La grande, la stupéfiante nouveauté, c'est bien entendu Sodome et Gomorrhe. La scène fabuleuse entre Charlus et Jupien. Lisons bien : « La visite d'un insecte, c'est-à-dire l'apport de la semence d'une autre fleur, est habituellement nécessaire pour féconder une fleur... » La métaphore végétale employée par Proust nous introduit, en réalité, dans le drame et la découverte la plus bizarre de son expérience. En effet le côté « Sodome » se prête particulièrement à la description détaillée, à la précision de l'entomologiste ou de l'anatomiste. Mille et une fois, Proust revient sur les scènes de gesticulations diagonales, de mimiques, de gestes, d'appels, de malentendus que suppose l'hypothèse sodomite. Ce repérage, de sa part, et les considérations qui s'ensuivent, ont toujours un aspect critique, une tonalité de jugement négatif plus ou moins apitoyé, indulgent : il s'agit de nécessité, de loi contre-nature de la nature, de contre-société rendue inévitable par la société. Presque toujours, les situations sont vaudevillesques ou grotesques (ainsi de l'aventure entre le Prince de Guermantes et Morel). Les corps sont difformes ou laids (« l'embonpoint du baron vieillissant » ; « l'air fat, négligent, ridicule ») ; ils n'atteignent une sorte de beauté que sous l'emprise d'une détermination qui se dévoile dans leur danse hypnotique. Les « insectes » sont pris dans un magnétisme, ils n'y peuvent rien. Ce sont des employés des fleurs. Mais les fleurs elles-mêmes ? C'est là où l'audace de Proust (qu'il faudrait approfondir, aggraver) est la plus neuve : les fleurs (l'élément féminin, les « jeunes filles » comme il préfère le penser), on ne sait pas très bien ce qu'elles ressentent, ce qu'elles font. Gomorrhe est infiniment plus troublante, noire, détournée, que Sodome. La scène entre Mlle Vinteuil et son amie est une expérience traumatique pour le narrateur, pas du tout celle entre Charlus et Jupien. A l'agitation bavarde de Sodome, correspondent le silence et la dérobade de Gomorrhe. Sodome est un « moyen » de Gomorrhe. Là est la vision de Proust. Que peut faire, en effet, une fleur directement avec une autre fleur, sans l'intermédiaire d'un « insecte » ?

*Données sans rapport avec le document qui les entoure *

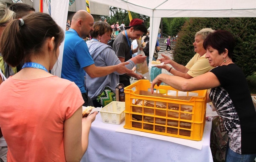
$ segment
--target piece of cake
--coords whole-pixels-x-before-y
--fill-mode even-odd
[[[83,112],[83,117],[85,118],[89,115],[93,108],[95,108],[93,106],[87,106],[85,110]]]

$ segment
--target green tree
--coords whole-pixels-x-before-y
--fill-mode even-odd
[[[163,17],[162,18],[163,23],[163,28],[162,32],[163,36],[168,37],[169,35],[171,35],[171,26],[170,24],[171,21],[173,18]]]
[[[246,76],[256,71],[256,18],[191,18],[179,33],[174,59],[185,65],[195,55],[195,34],[203,28],[224,30],[232,33],[236,41],[232,60]],[[216,40],[217,41],[217,40]]]

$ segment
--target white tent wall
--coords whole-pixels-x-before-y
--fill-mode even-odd
[[[153,58],[157,35],[158,33],[159,26],[161,21],[161,17],[150,17],[150,61],[151,62]],[[157,30],[156,30],[157,29]],[[152,47],[151,48],[151,47]]]
[[[66,30],[67,18],[68,17],[69,0],[53,0],[51,1],[52,17],[55,22],[63,29],[65,33]],[[58,61],[51,71],[53,75],[60,77],[63,56],[64,41],[59,47],[59,55]]]

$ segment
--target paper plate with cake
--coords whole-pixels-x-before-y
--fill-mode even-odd
[[[99,112],[102,108],[102,107],[95,107],[93,106],[82,106],[83,109],[83,117],[86,118],[88,115],[92,114],[95,112]]]

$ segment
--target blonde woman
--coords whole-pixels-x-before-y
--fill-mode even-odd
[[[7,25],[13,20],[13,17],[15,15],[14,12],[10,10],[6,4],[0,2],[0,37]],[[3,74],[8,78],[16,73],[16,67],[9,66],[4,61],[1,52],[0,51],[0,69]]]

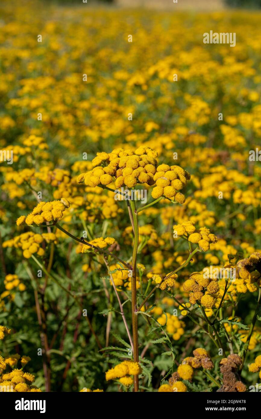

Toute « l'affaire » Albertine est dans cette question, c'est-à-dire le suspense de La Recherche. « Derrière Albertine, je ne voyais plus les montagnes bleues de la mer, mais la chambre de Montjouvain où elle tombait dans les bras de Mlle Vinteuil avec ce rire où elle faisait entendre comme le son inconnu de sa jouissance. » Et encore : « A Mlle Vinteuil maintenant, tandis que son amie la chatouillait avant de s'abattre sur elle, je donnais le visage enflammé d'Albertine, d'Albertine que j'entendis lancer en s'enfuyant, puis en s'abandonnant, son rire étrange et profond. » « Chatouiller », « tomber », « s'abattre »... « Visage enflammé », « son inconnu », « rire étrange et profond »... Ce qui a lieu, ici, dans la chambre de Montjouvain, « en cette fin de journée lointaine » pour le narrateur « caché derrière un buisson », c'est, Proust nous le dit explicitement, la « voie du Savoir ». C'est en compétition ouverte avec Gomorrhe que toute La Recherche est construite. Etrangement, ou peut-être dans une logique vertigineuse, Sodome est inscrite dans la mécanique de la fécondation permanente et à peine dissimulée. Gomorrhe, au contraire, est une pure défense négative, une brûlure bien plus radicale, elle seule a droit au qualificatif de « jouissance ». C'est une autofécondation, une « fleur du mal », quelque chose qui n'a peut-être d'ailleurs rien de sexuel au sens habituel du mot, une perversion beaucoup plus grave (liée à la profanation de l'image du père, ne l'oublions pas : la photographie de Vinteuil joue un rôle décisif dans la chambre noire de Montjouvain), une chute, une vacillation en abîme de toutes les identités. Gomorrhe est un puits où l'on s'abat, Sodome une surface d'ambiguïtés et de miroitements, finalement plus comique que troublante. Quel est ce point de fuite, floral et systématiquement trompeur, qui fait voltiger, autour de lui, les insectes mâles ? A cette question, Proust a pu encore répondre par le sacrifice absolu de l'Art. Mais nous qui vivons une désacralisation mille fois plus acide et violente ? Nous, pour qui même Sodome et Gomorrhe se sont que des banalités triviales ? Nous qui entrons dans l'artificiel généralisé, y compris en termes d'insémination ? Pourrons-nous encore retrouver le Temps ? Et de quel temps s'agit-il encore ?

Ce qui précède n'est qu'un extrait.